Still-from-The-Moth-Collectives-Global-Canopy-Programme-Film-Forest-500

Continuing their quest to help save the planet one film at a time, the Moth Collective are back with another film (their third) for tropical-forest think-tank – the Global Canopy Programme. It’s another impressive piece of animation (we don’t expect anything less from the Moth team) with a strong subject and another film that truly shows the power of the medium when it comes to conveying a message. The Mothletes took 5-minutes from their busy schedule (they’ve also just finished work on this splendid website for the Climate Reality Project) to explain why this film is different from their other Global Canopy Programme shorts and explain the importance of the project.

Forest 500 is the third film we’ve made for the Global Canopy Programme, after Amazonia Security Agenda in 2014 and Planet Under Pressure earlier this year. Forest 500 is the world’s first ratings agency for rainforests. It tracks how key companies, investors and governments are performing in the race to remove deforestation from global supply chains.

The difference between this film and the other two is that this one has a wider target audience, calling people to take notice of their everyday life, and how the way they lead it and the products they use affect deforestation and, as a wider consequence, climate change. For this film we had a shorter running time to work with, which allowed us to play with a snappier edit, something we really enjoyed. We also took it as an opportunity to try techniques and programs we had not worked with before, giving ourselves a new challenge. Colour-wise, we wanted to use a palette that was dynamic and vibrant, but that still felt nostalgic and organic.
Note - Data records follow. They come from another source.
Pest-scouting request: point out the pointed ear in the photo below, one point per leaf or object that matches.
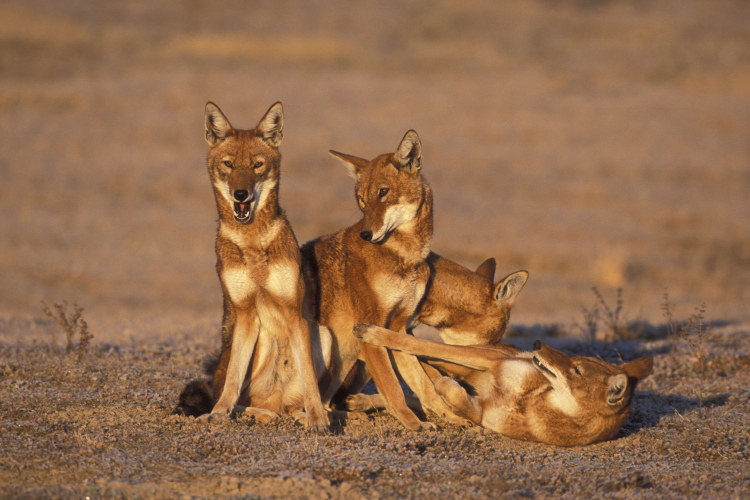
(506, 289)
(617, 386)
(217, 125)
(487, 269)
(639, 369)
(270, 128)
(409, 153)
(354, 164)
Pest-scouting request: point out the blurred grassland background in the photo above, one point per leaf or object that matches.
(592, 143)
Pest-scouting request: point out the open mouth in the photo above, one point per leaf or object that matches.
(539, 364)
(242, 211)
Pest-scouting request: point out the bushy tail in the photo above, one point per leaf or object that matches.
(197, 398)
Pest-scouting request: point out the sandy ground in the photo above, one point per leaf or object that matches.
(592, 143)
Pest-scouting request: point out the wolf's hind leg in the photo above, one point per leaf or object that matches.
(458, 399)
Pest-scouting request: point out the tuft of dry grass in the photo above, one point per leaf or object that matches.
(71, 324)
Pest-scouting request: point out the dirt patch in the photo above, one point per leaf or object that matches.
(104, 428)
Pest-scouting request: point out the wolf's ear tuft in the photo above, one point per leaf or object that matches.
(217, 125)
(639, 368)
(354, 164)
(271, 126)
(409, 153)
(487, 269)
(506, 289)
(617, 387)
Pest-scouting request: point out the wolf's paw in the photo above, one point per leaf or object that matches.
(420, 426)
(213, 418)
(260, 414)
(314, 421)
(367, 333)
(364, 402)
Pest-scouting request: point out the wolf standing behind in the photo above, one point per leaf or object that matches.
(266, 360)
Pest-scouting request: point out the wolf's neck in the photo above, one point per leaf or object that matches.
(411, 241)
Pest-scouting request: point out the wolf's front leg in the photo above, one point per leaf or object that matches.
(379, 363)
(457, 398)
(414, 375)
(244, 339)
(317, 418)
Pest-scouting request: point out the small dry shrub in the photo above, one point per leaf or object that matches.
(71, 325)
(614, 323)
(693, 331)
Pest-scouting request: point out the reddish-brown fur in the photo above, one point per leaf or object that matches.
(544, 395)
(266, 361)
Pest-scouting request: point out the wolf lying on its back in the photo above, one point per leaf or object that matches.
(544, 395)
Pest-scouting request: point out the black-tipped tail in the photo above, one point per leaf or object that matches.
(196, 399)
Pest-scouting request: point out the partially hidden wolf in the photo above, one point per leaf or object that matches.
(269, 363)
(376, 271)
(468, 307)
(544, 395)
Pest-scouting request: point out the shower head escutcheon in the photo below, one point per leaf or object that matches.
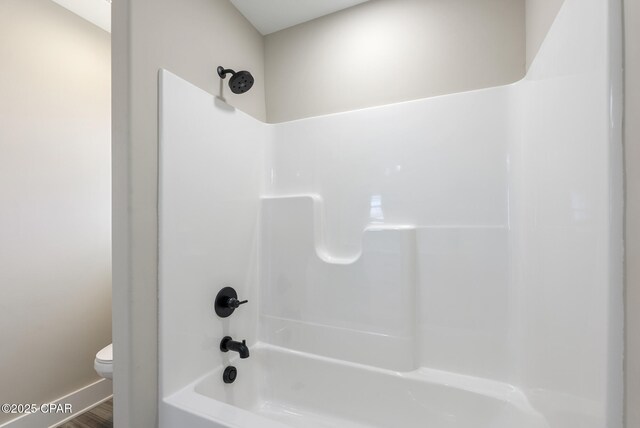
(240, 82)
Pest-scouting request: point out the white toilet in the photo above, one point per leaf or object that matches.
(104, 362)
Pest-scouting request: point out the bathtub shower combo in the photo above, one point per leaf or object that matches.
(451, 262)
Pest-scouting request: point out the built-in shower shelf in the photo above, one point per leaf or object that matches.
(305, 289)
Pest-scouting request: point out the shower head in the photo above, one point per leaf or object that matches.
(240, 81)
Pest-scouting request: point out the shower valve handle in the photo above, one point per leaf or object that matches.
(227, 301)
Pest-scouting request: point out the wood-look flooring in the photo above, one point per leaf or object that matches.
(99, 417)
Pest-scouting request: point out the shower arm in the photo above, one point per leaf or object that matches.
(222, 72)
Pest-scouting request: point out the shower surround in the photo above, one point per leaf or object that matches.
(445, 262)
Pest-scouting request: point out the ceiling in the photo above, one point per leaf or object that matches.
(269, 16)
(95, 11)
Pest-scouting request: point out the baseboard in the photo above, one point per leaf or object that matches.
(80, 401)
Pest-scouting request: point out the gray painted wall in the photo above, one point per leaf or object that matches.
(190, 38)
(55, 187)
(388, 51)
(540, 14)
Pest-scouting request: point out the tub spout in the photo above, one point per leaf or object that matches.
(228, 344)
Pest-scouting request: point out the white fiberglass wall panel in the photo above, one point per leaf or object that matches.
(437, 165)
(565, 216)
(211, 169)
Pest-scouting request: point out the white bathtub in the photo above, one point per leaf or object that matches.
(279, 388)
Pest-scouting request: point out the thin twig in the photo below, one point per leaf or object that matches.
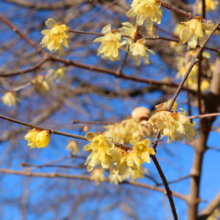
(84, 177)
(168, 192)
(55, 131)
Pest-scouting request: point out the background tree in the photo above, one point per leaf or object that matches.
(51, 91)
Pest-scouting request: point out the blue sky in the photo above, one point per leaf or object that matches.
(175, 159)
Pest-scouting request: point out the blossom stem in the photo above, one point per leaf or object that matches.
(55, 131)
(168, 192)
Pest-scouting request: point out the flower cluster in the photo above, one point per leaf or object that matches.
(147, 11)
(110, 44)
(175, 125)
(58, 74)
(56, 37)
(72, 146)
(127, 130)
(194, 32)
(37, 138)
(105, 154)
(9, 99)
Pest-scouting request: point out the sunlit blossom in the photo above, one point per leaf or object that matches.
(147, 11)
(138, 51)
(194, 32)
(56, 36)
(110, 44)
(10, 99)
(100, 152)
(37, 138)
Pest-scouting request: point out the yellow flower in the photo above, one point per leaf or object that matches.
(177, 29)
(174, 125)
(205, 54)
(97, 176)
(174, 105)
(58, 74)
(9, 99)
(40, 84)
(127, 130)
(56, 37)
(115, 178)
(215, 215)
(37, 138)
(194, 31)
(129, 30)
(142, 150)
(146, 10)
(141, 112)
(110, 44)
(100, 152)
(139, 50)
(133, 174)
(128, 159)
(72, 146)
(210, 5)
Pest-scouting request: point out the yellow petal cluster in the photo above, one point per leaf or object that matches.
(72, 146)
(40, 84)
(114, 178)
(210, 5)
(37, 138)
(134, 174)
(142, 150)
(97, 176)
(138, 51)
(109, 48)
(58, 74)
(128, 159)
(100, 152)
(146, 10)
(127, 130)
(56, 37)
(194, 32)
(174, 125)
(129, 30)
(9, 99)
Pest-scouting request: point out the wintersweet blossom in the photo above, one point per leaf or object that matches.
(58, 74)
(72, 146)
(146, 10)
(128, 159)
(37, 138)
(100, 151)
(134, 174)
(110, 44)
(56, 37)
(40, 84)
(97, 176)
(127, 130)
(194, 31)
(115, 178)
(139, 50)
(142, 150)
(210, 5)
(174, 125)
(9, 99)
(140, 113)
(174, 107)
(129, 30)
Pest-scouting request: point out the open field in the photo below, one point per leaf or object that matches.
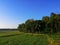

We achieved the latter by using cardboard textures, as well as a ‘screenprint’ look, which helped to tie all the shots together, some of them being more vector and some of them being more hand-drawn.

Oswald Skillbard who worked on the sound design (and has also worked with DN-featured directors Joe Bichard and Nicholas Ménard), used wood only to create all the sound effects for the film, a limitation which allowed for creativity and which we thought was of course very fitting for the nature of the film.

We are working on several projects at the moment, some commercial, some connected to documentary feature film collaborations, and our studio film too for the LNWC.